Unnamed: 0,datetime,station_antwerp,station_paris,station_london,london_mg_per_cubic,ratio_paris_antwerp
0,2019-05-07 02:00:00,,,23.0,43.286,
1,2019-05-07 03:00:00,50.5,25.0,19.0,35.758,0.49505
2,2019-05-07 04:00:00,45.0,27.7,19.0,35.758,0.615556
3,2019-05-07 05:00:00,,50.4,16.0,30.112,
4,2019-05-07 06:00:00,,61.9,,,


**This can all be done element-wise for simple logical and mathematical operators.

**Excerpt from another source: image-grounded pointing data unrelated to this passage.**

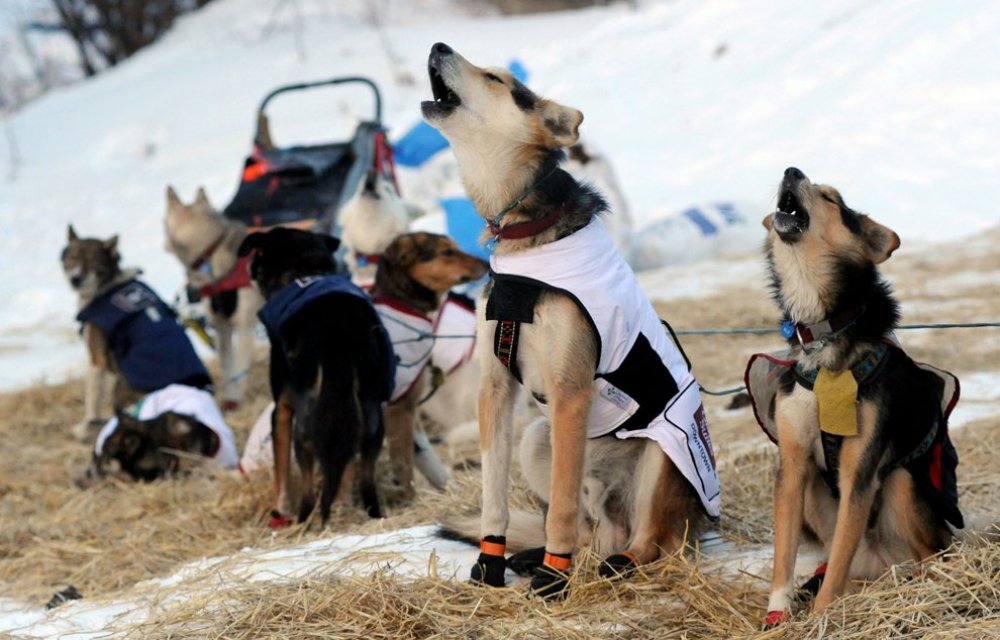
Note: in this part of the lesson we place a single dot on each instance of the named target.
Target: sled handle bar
(323, 83)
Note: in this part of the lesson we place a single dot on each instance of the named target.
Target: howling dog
(866, 463)
(332, 366)
(205, 243)
(564, 318)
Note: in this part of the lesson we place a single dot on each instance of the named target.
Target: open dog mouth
(445, 99)
(791, 218)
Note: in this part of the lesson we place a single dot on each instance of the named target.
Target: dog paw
(620, 565)
(279, 521)
(550, 583)
(810, 587)
(489, 570)
(524, 563)
(775, 618)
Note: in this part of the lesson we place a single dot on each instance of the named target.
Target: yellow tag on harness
(837, 394)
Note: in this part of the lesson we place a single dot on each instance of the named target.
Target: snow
(696, 101)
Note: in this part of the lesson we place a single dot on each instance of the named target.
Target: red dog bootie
(775, 618)
(551, 580)
(278, 520)
(491, 566)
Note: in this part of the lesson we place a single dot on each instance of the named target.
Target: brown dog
(414, 274)
(565, 319)
(862, 430)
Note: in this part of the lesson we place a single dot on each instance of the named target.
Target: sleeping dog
(331, 368)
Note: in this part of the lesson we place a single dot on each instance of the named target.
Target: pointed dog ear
(252, 242)
(201, 197)
(172, 199)
(880, 241)
(561, 123)
(332, 242)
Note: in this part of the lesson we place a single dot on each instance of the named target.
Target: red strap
(774, 618)
(521, 230)
(492, 548)
(557, 562)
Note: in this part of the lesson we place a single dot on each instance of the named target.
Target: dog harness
(299, 294)
(931, 461)
(642, 386)
(412, 334)
(149, 346)
(188, 401)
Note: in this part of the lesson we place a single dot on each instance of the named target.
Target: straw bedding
(106, 539)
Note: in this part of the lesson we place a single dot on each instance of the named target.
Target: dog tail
(525, 531)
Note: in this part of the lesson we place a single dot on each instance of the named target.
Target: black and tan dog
(331, 368)
(866, 461)
(565, 318)
(415, 273)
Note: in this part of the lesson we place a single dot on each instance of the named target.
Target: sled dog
(332, 367)
(554, 321)
(414, 275)
(866, 463)
(129, 332)
(205, 243)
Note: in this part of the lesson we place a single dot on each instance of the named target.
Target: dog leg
(281, 443)
(497, 395)
(399, 434)
(789, 505)
(569, 439)
(306, 459)
(858, 485)
(662, 510)
(371, 445)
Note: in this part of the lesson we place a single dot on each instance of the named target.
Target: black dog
(332, 367)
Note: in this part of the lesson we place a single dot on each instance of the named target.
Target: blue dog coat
(303, 292)
(149, 346)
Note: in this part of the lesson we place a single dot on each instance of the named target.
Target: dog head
(491, 106)
(420, 267)
(89, 263)
(816, 245)
(813, 219)
(190, 228)
(144, 448)
(282, 255)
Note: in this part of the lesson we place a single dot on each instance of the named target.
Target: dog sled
(304, 186)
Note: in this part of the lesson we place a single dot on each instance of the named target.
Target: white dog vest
(643, 387)
(187, 401)
(412, 335)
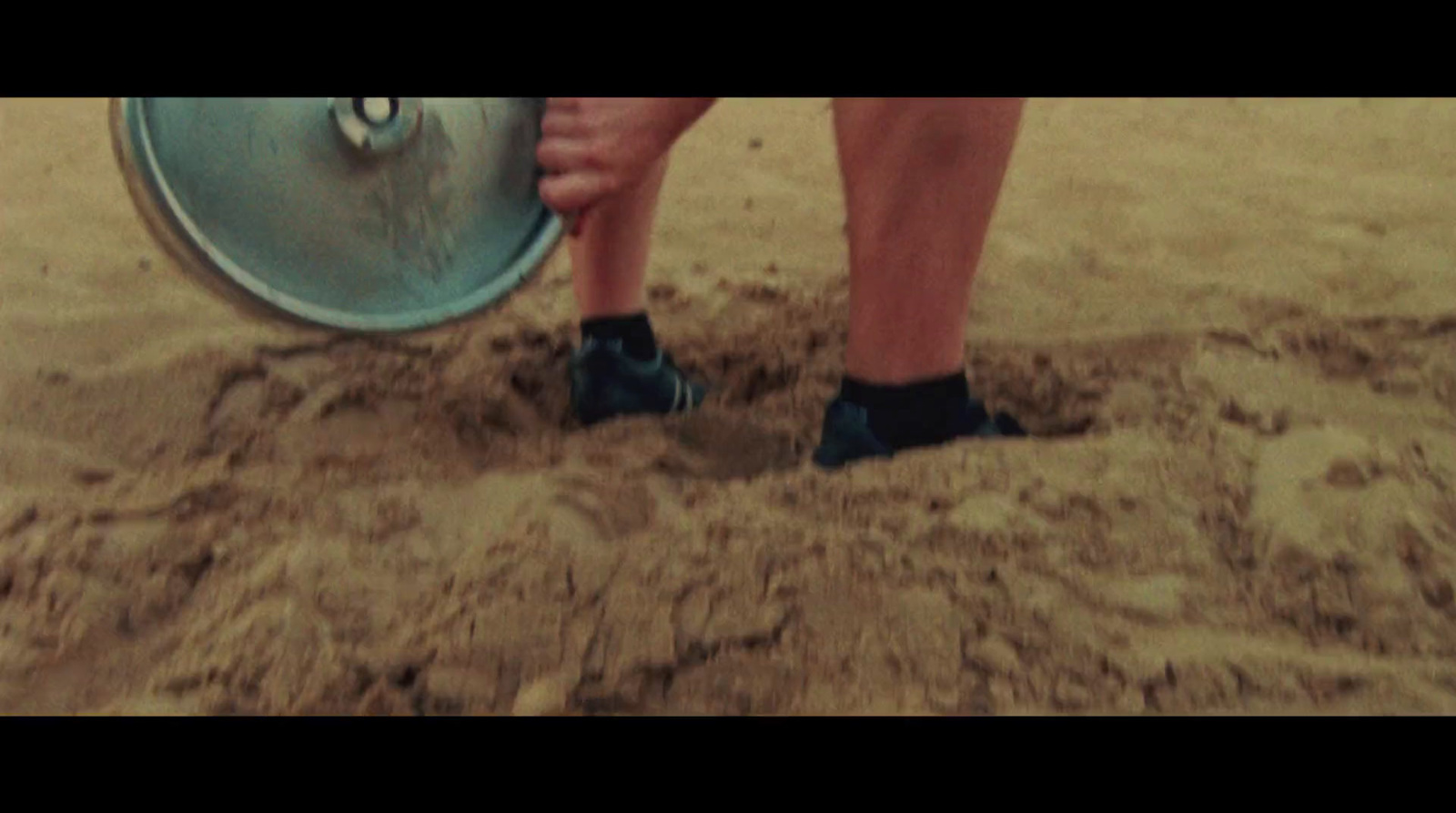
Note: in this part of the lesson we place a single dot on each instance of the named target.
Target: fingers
(574, 191)
(562, 121)
(564, 155)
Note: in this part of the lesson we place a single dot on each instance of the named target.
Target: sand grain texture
(1232, 324)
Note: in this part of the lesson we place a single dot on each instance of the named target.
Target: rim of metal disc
(181, 237)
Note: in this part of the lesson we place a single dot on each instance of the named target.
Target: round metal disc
(361, 215)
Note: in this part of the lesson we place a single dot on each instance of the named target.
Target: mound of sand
(1232, 325)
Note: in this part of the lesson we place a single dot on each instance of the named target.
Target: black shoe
(608, 383)
(846, 434)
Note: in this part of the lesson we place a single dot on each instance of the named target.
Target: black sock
(914, 414)
(635, 334)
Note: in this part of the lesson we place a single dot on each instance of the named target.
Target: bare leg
(609, 257)
(921, 184)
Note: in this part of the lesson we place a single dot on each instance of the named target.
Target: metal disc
(366, 215)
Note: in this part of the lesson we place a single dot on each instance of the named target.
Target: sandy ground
(1230, 322)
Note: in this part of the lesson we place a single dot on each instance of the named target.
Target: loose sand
(1232, 322)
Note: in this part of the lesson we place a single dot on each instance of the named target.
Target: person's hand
(596, 147)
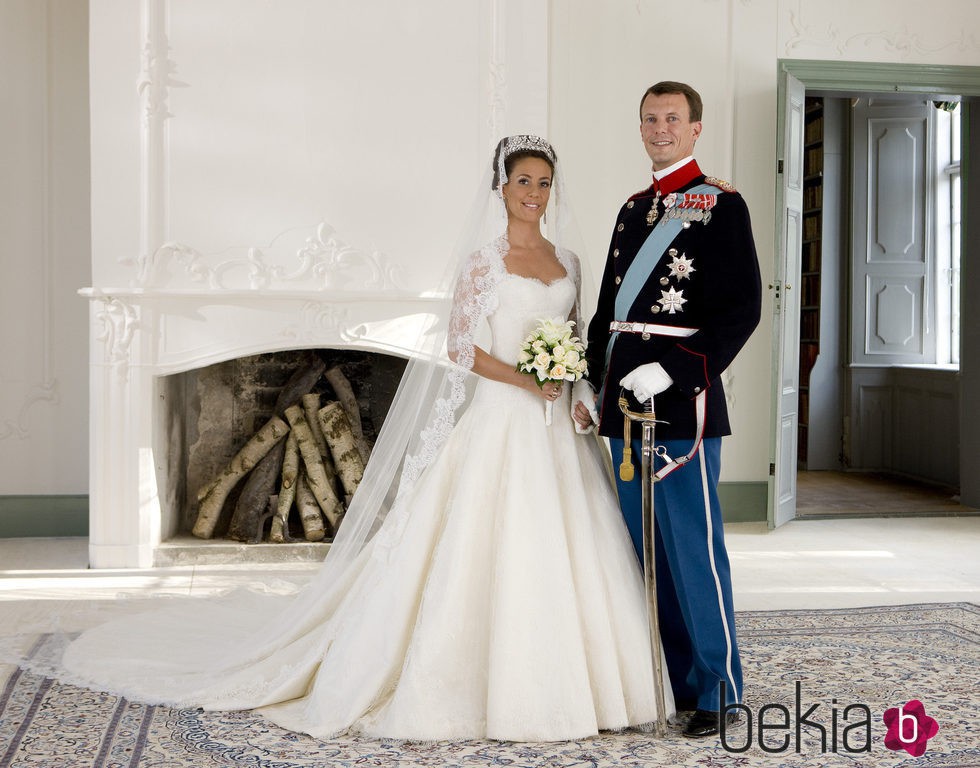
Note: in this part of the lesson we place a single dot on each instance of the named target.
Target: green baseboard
(744, 502)
(40, 516)
(24, 516)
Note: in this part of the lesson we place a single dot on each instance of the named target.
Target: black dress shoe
(704, 723)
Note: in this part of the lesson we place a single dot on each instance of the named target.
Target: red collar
(679, 178)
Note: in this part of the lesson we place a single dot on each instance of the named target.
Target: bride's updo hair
(513, 148)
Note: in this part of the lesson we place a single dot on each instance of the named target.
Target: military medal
(689, 207)
(672, 301)
(681, 267)
(652, 214)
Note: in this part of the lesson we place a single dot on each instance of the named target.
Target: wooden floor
(871, 494)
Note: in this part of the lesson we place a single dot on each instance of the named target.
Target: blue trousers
(694, 590)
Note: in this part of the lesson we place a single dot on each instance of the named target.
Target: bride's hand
(551, 390)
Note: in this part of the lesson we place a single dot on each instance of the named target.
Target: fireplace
(186, 312)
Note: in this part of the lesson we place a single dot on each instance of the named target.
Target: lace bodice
(522, 303)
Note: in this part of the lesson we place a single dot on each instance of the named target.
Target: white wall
(375, 117)
(44, 247)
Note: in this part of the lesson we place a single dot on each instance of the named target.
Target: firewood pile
(306, 460)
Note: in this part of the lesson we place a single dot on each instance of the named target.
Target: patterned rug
(820, 682)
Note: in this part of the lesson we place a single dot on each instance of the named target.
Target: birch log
(253, 501)
(261, 483)
(287, 491)
(315, 473)
(337, 431)
(311, 404)
(345, 394)
(261, 443)
(309, 510)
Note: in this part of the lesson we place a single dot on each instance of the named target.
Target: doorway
(837, 83)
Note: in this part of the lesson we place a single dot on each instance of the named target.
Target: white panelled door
(786, 305)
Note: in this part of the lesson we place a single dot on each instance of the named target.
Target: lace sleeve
(474, 298)
(572, 266)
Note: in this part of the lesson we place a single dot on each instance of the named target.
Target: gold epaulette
(720, 183)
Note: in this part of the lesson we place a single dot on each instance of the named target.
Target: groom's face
(666, 127)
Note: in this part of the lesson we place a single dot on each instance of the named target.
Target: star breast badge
(681, 267)
(672, 301)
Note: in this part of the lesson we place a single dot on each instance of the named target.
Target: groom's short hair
(694, 104)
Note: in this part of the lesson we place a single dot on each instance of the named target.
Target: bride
(483, 584)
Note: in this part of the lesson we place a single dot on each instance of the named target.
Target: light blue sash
(646, 259)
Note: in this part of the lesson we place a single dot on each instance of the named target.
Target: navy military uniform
(692, 314)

If more advanced logic is required, use `.apply()`. e.g.: {**

In [8]:
import numpy as np
air_quality["station_paris_sqrt"] = air_quality["station_paris"].apply(np.sqrt)

In [9]:
air_quality.head()

Unnamed: 0,datetime,station_antwerp,station_paris,station_london,london_mg_per_cubic,ratio_paris_antwerp,station_paris_sqrt
0,2019-05-07 02:00:00,,,23.0,43.286,,
1,2019-05-07 03:00:00,50.5,25.0,19.0,35.758,0.49505,5.0
2,2019-05-07 04:00:00,45.0,27.7,19.0,35.758,0.615556,5.263079
3,2019-05-07 05:00:00,,50.4,16.0,30.112,,7.099296
4,2019-05-07 06:00:00,,61.9,,,,7.867655


**}**

**To rename columns: {**

In [10]:
air_quality_renamed = air_quality.rename(
    columns = {
        "station_antwerp": "BETR801",
        "station_paris": "FR04014",
        "station_london": "London Westminster"
    }
)

In [11]:
air_quality_renamed.head()

Unnamed: 0,datetime,BETR801,FR04014,London Westminster,london_mg_per_cubic,ratio_paris_antwerp,station_paris_sqrt
0,2019-05-07 02:00:00,,,23.0,43.286,,
1,2019-05-07 03:00:00,50.5,25.0,19.0,35.758,0.49505,5.0
2,2019-05-07 04:00:00,45.0,27.7,19.0,35.758,0.615556,5.263079
3,2019-05-07 05:00:00,,50.4,16.0,30.112,,7.099296
4,2019-05-07 06:00:00,,61.9,,,,7.867655


**}**

**Can also do this as a mapping function: {**

In [12]:
air_quality_renamed = air_quality_renamed.rename(columns=str.lower)

In [13]:
air_quality_renamed.head()

Unnamed: 0,datetime,betr801,fr04014,london westminster,london_mg_per_cubic,ratio_paris_antwerp,station_paris_sqrt
0,2019-05-07 02:00:00,,,23.0,43.286,,
1,2019-05-07 03:00:00,50.5,25.0,19.0,35.758,0.49505,5.0
2,2019-05-07 04:00:00,45.0,27.7,19.0,35.758,0.615556,5.263079
3,2019-05-07 05:00:00,,50.4,16.0,30.112,,7.099296
4,2019-05-07 06:00:00,,61.9,,,,7.867655


**}**

## Summary

Create a new column by assigning the output to the DataFrame with a new column name in between the `[]`.

Operations are element-wise, no need to loop over rows.

Use `rename` with a dictionary or function to rename row labels or column names.